Kennett shrugged. “I wouldn’t say close. You know brothers and sisters.”
Yes, I knew about brothers and sisters. There were times, when we were growing up, that I’d wanted to bounce Brian off a wall. But still, he was my brother, family. Now all I wanted to do was find him and make sure he was safe.
“They grew up together and went their separate ways,” Kennett said. “Rick never went to college and Willow did. Rick was in trouble with the law, over and over again, went from job to job. Willow’s never had so much as a parking ticket. They had their differences. Sometimes they got along, and sometimes they didn’t. But Willow was pretty upset when we heard the news about Rick. No closure, you know, not having a body. They haven’t had a memorial service yet. I guess Walt’s not ready to go there.”
“You have three children from your first marriage. Did they know Rick and Willow before you married Arlene?”
He shook his head. “No. My children are older, in their forties, all of them married with kids of their own. Rick would have been thirty-four this year. Willow’s three years younger, so she’s thirty-one. She and Rick went to school in Petaluma, and my kids grew up here in Cotati, went to high school in Rohnert Park.”
“What else can you tell me about Willow? Was she always artistic?”
“I think so, from what Arlene said. Willow studied art up at Sonoma State. She lived here with me and Arlene for a time, until she found a place of her own closer to campus. After she graduated, she went to work at a gallery in Santa Rosa. She did her pottery on the side. Over the years she’s worked hard. These days she sells her stuff out of that gallery over in Occidental. She lived there until recently, had a little house in the main part of town.”

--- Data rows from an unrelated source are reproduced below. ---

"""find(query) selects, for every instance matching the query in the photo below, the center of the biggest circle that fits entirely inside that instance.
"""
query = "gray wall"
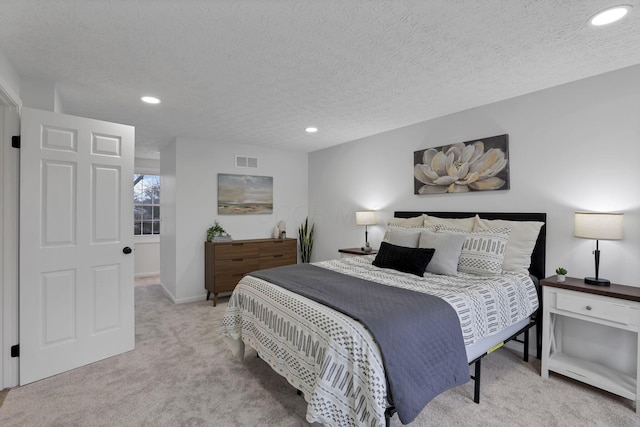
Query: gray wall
(572, 147)
(189, 170)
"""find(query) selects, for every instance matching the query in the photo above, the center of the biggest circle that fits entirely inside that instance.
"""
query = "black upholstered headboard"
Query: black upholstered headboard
(538, 257)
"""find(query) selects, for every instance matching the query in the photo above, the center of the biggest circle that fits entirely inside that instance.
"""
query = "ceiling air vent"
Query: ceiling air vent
(246, 162)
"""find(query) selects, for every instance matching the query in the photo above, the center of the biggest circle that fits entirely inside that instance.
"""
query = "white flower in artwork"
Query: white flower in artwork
(460, 168)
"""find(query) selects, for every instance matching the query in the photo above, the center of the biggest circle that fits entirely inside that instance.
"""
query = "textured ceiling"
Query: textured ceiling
(260, 71)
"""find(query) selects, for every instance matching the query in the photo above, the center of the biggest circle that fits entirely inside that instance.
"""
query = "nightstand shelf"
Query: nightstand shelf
(616, 307)
(357, 251)
(594, 374)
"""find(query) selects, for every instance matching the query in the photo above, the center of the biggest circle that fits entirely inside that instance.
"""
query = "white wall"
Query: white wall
(572, 147)
(168, 225)
(194, 167)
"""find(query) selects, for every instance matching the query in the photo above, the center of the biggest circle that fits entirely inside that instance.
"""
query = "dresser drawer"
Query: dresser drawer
(227, 282)
(276, 247)
(598, 308)
(236, 266)
(277, 260)
(236, 251)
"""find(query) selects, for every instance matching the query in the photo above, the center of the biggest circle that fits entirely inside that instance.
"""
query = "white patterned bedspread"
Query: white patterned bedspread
(333, 359)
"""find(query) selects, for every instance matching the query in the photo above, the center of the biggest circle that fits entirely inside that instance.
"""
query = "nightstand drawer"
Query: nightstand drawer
(607, 310)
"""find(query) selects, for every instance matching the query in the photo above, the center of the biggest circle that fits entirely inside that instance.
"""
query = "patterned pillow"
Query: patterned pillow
(407, 260)
(405, 235)
(448, 248)
(483, 251)
(522, 240)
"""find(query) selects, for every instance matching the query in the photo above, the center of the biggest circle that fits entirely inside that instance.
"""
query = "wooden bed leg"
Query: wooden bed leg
(476, 378)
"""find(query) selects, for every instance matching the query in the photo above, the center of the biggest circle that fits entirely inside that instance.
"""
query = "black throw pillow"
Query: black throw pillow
(407, 260)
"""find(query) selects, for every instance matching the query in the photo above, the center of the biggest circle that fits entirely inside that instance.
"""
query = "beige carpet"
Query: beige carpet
(181, 374)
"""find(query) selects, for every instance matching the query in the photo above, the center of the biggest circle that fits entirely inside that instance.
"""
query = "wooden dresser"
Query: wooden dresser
(225, 263)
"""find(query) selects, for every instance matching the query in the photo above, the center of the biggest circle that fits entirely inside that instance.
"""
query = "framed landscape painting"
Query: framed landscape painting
(478, 165)
(244, 194)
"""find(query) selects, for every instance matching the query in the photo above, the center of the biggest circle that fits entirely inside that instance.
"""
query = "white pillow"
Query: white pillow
(416, 221)
(522, 240)
(403, 237)
(483, 251)
(465, 224)
(447, 254)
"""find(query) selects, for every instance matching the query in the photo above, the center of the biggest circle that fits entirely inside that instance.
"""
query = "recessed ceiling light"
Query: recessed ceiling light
(609, 16)
(150, 100)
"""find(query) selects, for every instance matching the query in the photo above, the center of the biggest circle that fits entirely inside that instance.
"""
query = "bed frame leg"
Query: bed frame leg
(476, 378)
(388, 413)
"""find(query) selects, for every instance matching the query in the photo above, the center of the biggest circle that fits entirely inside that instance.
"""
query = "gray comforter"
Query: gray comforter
(418, 335)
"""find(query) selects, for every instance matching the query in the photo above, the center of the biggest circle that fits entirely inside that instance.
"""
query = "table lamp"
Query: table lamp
(598, 226)
(366, 218)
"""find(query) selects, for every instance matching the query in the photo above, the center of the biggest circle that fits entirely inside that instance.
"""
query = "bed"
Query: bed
(345, 374)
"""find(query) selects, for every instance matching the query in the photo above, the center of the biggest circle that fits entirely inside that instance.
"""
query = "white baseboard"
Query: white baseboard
(139, 275)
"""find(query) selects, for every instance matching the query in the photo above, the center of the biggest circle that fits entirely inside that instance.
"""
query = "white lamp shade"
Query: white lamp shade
(598, 225)
(366, 218)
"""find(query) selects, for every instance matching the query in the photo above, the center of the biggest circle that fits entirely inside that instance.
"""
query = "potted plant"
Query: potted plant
(217, 233)
(305, 236)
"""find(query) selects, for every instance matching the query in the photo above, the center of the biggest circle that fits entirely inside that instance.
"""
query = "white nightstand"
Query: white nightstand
(583, 358)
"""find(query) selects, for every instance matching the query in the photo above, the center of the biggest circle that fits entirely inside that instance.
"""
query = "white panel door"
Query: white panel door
(76, 231)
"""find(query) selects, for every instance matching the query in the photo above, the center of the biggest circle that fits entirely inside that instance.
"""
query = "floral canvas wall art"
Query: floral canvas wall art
(478, 165)
(244, 194)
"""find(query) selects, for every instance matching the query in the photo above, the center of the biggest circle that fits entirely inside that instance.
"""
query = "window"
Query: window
(146, 204)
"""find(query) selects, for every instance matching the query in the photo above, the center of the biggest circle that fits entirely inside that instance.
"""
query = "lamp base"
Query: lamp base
(596, 281)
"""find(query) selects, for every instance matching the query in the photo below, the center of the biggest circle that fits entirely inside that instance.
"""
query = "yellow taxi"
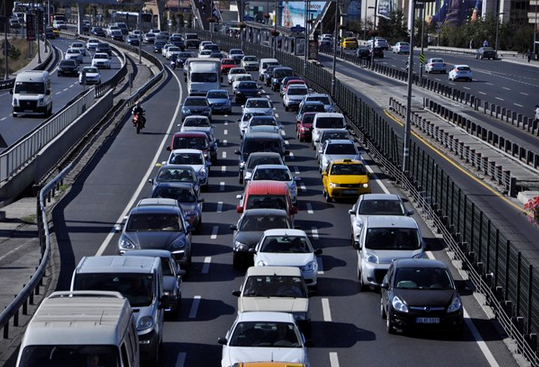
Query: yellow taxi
(345, 178)
(350, 43)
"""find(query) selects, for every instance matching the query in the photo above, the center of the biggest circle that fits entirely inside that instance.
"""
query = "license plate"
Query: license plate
(427, 320)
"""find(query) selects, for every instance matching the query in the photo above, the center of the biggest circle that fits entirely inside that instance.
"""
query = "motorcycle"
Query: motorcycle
(139, 121)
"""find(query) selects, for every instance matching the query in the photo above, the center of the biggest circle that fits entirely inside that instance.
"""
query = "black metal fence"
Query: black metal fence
(496, 267)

“I understand she’s moved to her grandfather’s place.”
“The apple ranch,” Kennett said, rubbing the cat’s ears. “Now, that’s a situation. I don’t know what’s going to happen there.”
I took another sip of my coffee, then set it aside. “Why do you say that?”
“That place is about a hundred acres, up there between Graton and Occidental. A little over half of it, about sixty acres, is apple orchards. The rest is pretty rugged, steep and forested. If Arlene had lived, she would have inherited it. After Arlene died, Pete changed his will and left the land to Rick and Willow. They were arguing about what to do with it. Rick wanted to sell the whole thing. That didn’t surprise me. He always needed money. And they would have made a lot of money selling that land. Willow told me she’s been approached by two different wineries. That’s where the money is these days. They’re buying up land right and left, ripping out apple trees, and planting grapes. She doesn’t want to sell any of it. But she might have to.”